Yesterday was Sophia's yearly check up with her cardiologist, and things look, and sound, GREAT! We will plan on seeing her again in a year, and then possibly go to 18 month or 2 year visits after that!
I can still remember the day, almost 3 years ago exactly, when I stepped foot in that office for a check up, pre open heart surgery, thinking that I would be told that we would be able to hold off until spring to do surgery and instead getting completely blindsided that surgery needed to be done in a matter of weeks not months. I can still remember how my heart practically dropped out of my chest that day sitting in the doctors office. I wasn't prepared to hear that news so soon. I was scared, terrified actually, and everything I read or saw online scared me even more. In 6 short weeks I was going to have to hand over my tiny baby to a man and let him cut open her tiny chest and pray that he did everything right to make my baby girl all better. And if everything didn't go alright.......I didn't know what I would do.
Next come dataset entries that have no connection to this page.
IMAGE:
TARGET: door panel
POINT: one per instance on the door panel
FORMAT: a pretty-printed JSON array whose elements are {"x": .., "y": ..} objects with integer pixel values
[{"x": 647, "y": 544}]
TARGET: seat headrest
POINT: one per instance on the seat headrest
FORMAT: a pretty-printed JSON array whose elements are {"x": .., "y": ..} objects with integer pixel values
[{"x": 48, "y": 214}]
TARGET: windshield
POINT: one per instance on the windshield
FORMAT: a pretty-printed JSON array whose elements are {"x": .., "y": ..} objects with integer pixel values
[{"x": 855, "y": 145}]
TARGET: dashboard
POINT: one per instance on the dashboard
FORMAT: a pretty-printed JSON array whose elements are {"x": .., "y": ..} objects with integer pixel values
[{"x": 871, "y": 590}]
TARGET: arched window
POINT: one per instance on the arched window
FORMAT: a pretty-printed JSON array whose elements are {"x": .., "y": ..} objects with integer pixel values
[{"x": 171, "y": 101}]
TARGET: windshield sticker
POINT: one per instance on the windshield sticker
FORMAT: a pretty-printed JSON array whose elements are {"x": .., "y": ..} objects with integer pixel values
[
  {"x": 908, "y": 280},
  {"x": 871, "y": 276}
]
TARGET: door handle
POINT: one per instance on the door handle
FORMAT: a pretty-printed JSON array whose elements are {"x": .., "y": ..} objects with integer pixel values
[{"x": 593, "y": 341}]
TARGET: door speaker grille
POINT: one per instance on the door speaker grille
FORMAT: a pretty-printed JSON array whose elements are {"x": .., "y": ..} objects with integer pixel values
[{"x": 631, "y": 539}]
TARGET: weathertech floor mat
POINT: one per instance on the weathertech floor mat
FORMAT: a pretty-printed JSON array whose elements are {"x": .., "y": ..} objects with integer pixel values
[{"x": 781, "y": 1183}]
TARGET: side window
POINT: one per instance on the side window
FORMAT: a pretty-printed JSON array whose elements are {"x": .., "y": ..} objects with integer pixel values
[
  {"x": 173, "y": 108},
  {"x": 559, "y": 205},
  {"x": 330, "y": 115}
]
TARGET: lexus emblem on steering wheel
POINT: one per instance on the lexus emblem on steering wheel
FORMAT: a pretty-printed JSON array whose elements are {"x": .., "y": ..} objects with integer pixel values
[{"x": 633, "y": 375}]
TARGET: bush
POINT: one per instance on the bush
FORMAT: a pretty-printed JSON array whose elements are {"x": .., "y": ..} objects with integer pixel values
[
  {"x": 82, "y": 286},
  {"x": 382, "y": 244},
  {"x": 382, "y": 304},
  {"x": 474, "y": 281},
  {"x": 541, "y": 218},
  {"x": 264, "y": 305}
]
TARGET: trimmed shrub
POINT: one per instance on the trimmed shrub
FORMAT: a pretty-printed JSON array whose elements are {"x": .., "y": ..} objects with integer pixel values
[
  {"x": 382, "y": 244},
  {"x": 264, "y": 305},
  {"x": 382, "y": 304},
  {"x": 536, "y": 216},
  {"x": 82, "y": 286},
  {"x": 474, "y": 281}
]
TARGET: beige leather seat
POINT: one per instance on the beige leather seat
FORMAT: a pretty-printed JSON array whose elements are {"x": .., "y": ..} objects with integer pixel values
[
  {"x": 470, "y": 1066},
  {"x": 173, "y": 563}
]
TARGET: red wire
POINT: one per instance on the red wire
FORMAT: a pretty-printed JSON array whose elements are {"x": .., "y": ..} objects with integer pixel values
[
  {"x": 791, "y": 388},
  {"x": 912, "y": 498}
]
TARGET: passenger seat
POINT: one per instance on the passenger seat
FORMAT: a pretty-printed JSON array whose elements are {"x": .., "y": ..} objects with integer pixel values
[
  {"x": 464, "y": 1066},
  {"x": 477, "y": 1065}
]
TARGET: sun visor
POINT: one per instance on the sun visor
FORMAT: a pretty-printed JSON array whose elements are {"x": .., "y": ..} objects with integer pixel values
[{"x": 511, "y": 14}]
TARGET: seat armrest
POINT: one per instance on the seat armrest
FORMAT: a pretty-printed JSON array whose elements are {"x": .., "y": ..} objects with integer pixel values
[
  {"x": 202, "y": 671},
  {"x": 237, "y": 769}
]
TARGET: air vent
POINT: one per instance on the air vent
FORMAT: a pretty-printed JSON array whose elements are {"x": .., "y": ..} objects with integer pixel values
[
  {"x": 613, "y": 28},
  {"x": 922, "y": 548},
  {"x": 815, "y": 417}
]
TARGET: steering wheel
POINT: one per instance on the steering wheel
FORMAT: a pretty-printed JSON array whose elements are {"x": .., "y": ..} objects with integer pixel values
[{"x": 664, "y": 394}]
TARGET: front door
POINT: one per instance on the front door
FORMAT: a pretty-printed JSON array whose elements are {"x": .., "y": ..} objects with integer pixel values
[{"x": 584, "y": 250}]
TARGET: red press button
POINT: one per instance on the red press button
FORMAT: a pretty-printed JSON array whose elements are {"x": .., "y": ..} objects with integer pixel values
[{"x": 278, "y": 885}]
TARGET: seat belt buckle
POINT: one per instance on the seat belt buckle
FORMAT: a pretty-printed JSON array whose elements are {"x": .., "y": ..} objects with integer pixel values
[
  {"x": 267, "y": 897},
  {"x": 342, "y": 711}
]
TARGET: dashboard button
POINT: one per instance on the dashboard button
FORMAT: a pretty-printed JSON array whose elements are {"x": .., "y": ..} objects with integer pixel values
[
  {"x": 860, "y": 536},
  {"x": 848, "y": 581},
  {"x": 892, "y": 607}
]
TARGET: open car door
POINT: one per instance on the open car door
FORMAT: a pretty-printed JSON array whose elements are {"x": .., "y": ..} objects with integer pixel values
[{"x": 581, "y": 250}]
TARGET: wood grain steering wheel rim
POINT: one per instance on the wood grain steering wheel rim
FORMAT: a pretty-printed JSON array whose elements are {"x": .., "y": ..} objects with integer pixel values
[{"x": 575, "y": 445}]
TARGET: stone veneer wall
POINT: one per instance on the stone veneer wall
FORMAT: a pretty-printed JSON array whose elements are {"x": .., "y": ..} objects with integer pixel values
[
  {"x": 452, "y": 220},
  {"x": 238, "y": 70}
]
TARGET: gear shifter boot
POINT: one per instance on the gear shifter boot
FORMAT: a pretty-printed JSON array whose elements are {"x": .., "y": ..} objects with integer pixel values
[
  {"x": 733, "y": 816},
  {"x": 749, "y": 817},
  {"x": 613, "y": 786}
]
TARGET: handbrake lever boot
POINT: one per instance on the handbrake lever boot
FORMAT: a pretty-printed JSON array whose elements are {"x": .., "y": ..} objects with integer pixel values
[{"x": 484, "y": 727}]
This surgery was so much scarier than the first two surgeries Sophia had already went through, and the thought of losing her was more than I could imagine.
I can still remember waiting in the waiting room for hourly updates from the rounding nurse and praying with all my might that whatever she had to say to us was good news, and it was. Sophia's surgery went "perfect.". She spent 9 days in the hospital recovering and has had a healthy heart ever since. I think about her heart surgeon from time to time and think how wonderful it must be to hold a "broken life" in your hands and then to be the one to fix it, is amazing. I'm fully aware that he didn't fix my baby alone, God's hands were guiding his that day, and we are forever grateful!